Submitter:Fred J. Tydeman
Submission Date:2017-02-23
Document: WG14 N2115

Problem being solved

With respect to preprocessor behaviour of line numbers and __LINE__, there are differences between implementations, and between some releases of the same implementation.

For most implementations, it is not clear what conventions are being used for line numbering, therefore, one cannot predict what line number will be associated with a given preprocessor token.

This makes if very difficult to write portable code that has consistent behaviour.

I believe that the following are either implicit undefined, or unclear:

  1. value of a __LINE__ token in a preprocessor directive
  2. value of a __LINE__ token in a macro definition
  3. use of __LINE__ token as a parameter in a function-like macro definition
  4. value of __LINE__ exceeds 2147483647
  5. value of a multi-line __LINE__ token
  6. line number associated with a multi-line preprocessor directive
  7. line number associated with a multi-line macro invocation
  8. value of a __LINE__ token argument in a multi-line function-like macro invocation

Do we want to make these defined behaviour, implementation-defined behaviour, unspecified behaviour, or leave them as undefined?
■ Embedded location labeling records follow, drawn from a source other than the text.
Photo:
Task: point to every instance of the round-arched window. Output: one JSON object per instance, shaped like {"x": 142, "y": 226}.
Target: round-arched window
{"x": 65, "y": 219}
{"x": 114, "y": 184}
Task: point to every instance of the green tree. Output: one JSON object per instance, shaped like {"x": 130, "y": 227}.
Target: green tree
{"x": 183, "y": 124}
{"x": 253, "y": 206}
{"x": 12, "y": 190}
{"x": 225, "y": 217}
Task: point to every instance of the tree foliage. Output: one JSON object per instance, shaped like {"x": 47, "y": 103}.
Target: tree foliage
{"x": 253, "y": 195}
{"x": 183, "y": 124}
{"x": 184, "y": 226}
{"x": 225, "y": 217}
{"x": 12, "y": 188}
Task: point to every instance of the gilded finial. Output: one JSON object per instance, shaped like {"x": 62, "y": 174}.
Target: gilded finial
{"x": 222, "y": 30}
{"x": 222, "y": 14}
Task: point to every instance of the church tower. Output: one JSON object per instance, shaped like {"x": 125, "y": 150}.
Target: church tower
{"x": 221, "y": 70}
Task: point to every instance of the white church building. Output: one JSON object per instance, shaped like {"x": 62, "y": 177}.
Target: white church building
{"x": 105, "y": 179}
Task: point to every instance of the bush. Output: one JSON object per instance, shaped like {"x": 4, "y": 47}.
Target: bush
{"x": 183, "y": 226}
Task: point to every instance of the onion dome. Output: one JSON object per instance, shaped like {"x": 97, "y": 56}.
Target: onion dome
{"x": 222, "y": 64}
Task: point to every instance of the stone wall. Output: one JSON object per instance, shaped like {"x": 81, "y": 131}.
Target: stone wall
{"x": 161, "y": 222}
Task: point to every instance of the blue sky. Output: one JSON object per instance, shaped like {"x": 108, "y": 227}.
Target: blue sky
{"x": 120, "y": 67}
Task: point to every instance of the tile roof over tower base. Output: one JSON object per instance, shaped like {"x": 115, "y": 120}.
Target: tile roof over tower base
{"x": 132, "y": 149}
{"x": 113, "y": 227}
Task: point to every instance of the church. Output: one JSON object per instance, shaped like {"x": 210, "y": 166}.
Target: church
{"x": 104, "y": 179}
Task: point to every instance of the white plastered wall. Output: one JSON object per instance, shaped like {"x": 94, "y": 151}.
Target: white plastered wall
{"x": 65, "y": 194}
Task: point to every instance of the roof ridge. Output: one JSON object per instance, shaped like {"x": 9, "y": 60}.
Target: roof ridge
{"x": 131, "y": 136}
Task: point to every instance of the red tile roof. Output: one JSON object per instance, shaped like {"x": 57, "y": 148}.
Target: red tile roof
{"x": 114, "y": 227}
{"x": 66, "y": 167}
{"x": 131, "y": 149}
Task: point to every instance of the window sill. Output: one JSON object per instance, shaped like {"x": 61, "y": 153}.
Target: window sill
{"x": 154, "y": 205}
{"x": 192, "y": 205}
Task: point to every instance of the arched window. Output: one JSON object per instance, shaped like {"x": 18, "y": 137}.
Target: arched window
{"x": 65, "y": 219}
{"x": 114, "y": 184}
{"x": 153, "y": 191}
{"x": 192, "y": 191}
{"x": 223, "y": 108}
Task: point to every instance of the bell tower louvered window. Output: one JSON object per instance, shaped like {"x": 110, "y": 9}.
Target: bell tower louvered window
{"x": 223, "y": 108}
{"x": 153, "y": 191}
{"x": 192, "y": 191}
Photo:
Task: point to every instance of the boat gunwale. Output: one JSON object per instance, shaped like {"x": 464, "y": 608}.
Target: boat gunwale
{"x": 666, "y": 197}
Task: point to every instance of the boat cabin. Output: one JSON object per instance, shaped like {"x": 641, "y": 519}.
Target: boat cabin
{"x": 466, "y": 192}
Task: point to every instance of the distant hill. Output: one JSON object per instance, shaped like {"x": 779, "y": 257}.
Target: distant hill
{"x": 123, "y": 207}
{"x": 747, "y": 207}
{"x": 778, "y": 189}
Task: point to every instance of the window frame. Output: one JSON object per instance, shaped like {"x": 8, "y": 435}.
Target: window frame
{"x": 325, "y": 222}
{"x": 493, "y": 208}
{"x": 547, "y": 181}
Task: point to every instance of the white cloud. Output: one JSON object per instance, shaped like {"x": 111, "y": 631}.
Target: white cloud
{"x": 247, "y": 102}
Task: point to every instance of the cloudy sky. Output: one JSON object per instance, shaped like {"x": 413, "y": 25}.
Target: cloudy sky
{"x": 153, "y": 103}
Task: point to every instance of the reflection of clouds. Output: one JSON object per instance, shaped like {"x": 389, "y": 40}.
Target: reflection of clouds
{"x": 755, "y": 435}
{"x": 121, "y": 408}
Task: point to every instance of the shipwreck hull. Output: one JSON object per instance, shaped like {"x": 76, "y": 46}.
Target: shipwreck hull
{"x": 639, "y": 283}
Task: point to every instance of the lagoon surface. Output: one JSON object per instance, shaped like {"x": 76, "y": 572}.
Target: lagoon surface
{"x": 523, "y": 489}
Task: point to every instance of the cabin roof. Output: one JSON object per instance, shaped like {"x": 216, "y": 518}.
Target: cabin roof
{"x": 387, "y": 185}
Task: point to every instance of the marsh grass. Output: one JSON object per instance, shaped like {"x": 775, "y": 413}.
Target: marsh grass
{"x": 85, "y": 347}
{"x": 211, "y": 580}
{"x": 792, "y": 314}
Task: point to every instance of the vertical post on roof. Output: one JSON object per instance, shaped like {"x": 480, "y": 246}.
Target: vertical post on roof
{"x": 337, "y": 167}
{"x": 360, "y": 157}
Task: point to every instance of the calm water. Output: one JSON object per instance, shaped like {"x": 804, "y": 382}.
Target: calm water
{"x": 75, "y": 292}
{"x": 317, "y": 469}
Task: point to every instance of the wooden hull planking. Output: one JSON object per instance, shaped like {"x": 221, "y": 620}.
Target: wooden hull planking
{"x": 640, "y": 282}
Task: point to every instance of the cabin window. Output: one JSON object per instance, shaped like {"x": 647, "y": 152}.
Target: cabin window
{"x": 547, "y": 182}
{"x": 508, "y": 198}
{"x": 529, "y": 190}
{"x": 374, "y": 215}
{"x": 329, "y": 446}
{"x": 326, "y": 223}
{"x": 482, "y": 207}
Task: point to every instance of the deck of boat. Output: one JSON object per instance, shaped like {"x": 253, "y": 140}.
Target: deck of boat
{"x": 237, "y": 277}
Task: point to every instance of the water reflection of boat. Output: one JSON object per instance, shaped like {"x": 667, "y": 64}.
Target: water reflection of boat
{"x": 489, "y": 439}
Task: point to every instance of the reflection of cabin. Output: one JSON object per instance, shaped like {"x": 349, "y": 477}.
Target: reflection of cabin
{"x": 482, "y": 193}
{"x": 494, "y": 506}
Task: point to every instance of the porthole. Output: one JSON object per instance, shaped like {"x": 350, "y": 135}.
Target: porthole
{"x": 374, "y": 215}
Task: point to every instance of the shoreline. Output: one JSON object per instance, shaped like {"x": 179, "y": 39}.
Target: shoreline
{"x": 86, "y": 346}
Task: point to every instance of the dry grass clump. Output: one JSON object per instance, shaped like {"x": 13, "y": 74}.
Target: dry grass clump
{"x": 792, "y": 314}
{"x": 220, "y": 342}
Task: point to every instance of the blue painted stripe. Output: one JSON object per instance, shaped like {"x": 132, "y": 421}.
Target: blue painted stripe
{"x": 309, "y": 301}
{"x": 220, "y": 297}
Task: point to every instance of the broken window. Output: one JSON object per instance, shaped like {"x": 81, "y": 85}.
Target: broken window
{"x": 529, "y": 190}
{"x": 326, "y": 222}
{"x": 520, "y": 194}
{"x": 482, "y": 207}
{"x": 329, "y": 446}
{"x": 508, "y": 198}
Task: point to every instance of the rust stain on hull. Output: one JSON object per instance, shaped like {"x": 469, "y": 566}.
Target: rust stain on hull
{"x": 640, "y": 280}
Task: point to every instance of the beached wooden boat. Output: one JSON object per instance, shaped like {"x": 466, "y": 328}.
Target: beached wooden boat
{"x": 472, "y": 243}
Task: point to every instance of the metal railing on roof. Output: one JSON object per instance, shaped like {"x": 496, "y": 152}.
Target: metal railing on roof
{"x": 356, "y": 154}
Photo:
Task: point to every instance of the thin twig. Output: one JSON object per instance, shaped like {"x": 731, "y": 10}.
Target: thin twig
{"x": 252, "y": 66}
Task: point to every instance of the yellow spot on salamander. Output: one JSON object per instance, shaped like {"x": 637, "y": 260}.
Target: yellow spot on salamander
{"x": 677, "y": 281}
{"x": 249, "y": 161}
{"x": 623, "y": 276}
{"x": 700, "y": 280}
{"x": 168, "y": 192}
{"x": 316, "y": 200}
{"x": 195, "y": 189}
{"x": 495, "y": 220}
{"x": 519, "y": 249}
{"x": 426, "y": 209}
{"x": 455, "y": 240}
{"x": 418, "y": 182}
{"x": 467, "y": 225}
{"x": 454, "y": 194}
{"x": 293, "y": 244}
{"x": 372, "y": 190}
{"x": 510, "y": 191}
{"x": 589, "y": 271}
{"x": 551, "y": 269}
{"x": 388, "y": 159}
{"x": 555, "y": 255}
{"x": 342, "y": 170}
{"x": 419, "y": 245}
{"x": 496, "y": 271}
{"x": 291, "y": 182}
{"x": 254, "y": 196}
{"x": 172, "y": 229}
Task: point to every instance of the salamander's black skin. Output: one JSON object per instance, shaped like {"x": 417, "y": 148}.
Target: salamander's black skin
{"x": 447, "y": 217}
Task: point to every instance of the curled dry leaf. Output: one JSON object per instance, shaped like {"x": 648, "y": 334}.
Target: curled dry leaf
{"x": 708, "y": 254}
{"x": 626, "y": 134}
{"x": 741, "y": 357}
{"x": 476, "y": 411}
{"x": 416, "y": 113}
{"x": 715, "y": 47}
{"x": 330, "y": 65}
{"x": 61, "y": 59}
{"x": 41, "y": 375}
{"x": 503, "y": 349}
These have shown up in (at least) DRs 173, 464, 483.

DR 464 has: In a distributed development environment, the exact file name passed to the compiler or preprocessor may vary from site to site. It is therefore desirable to be able to set the file name as seen by __FILE__ and elsewhere to a uniform value. The mechanism to do this is the
#line <num> "<string>"
form of the '#line' preprocessor directive. It is also necessary that such a directive leave the line numbering sequence unchanged. Further, it is desirable that edits that change the location of the directive in the source module should not require modification to the directive and that comments embedded in the directive likewise do not have to be accounted for.

Searches of the online literature show that a directive of the form
#line __LINE__ "string"
is expected to have this property.

DR 173 (against C89/C90) raised two questions.

  1. If a __LINE__ token is split over multiple lines, what is its line value?

    An example of that.

    
    #line 100
     int j = __LI\
    NE__;
    
    
  2. If a macro invocation is split over multiple lines, what is its line value?

    An example of that.

    
    #define LINE __LINE__
    #define MAC( a, b ) a, b, __LINE__
    #line 200
      int j[] = { 
        MAC(
            __LINE__,
            LINE
           )
       };
    
    

I have yet to find the committee response to those two questions (might be in WG14 N333 which I cannot find).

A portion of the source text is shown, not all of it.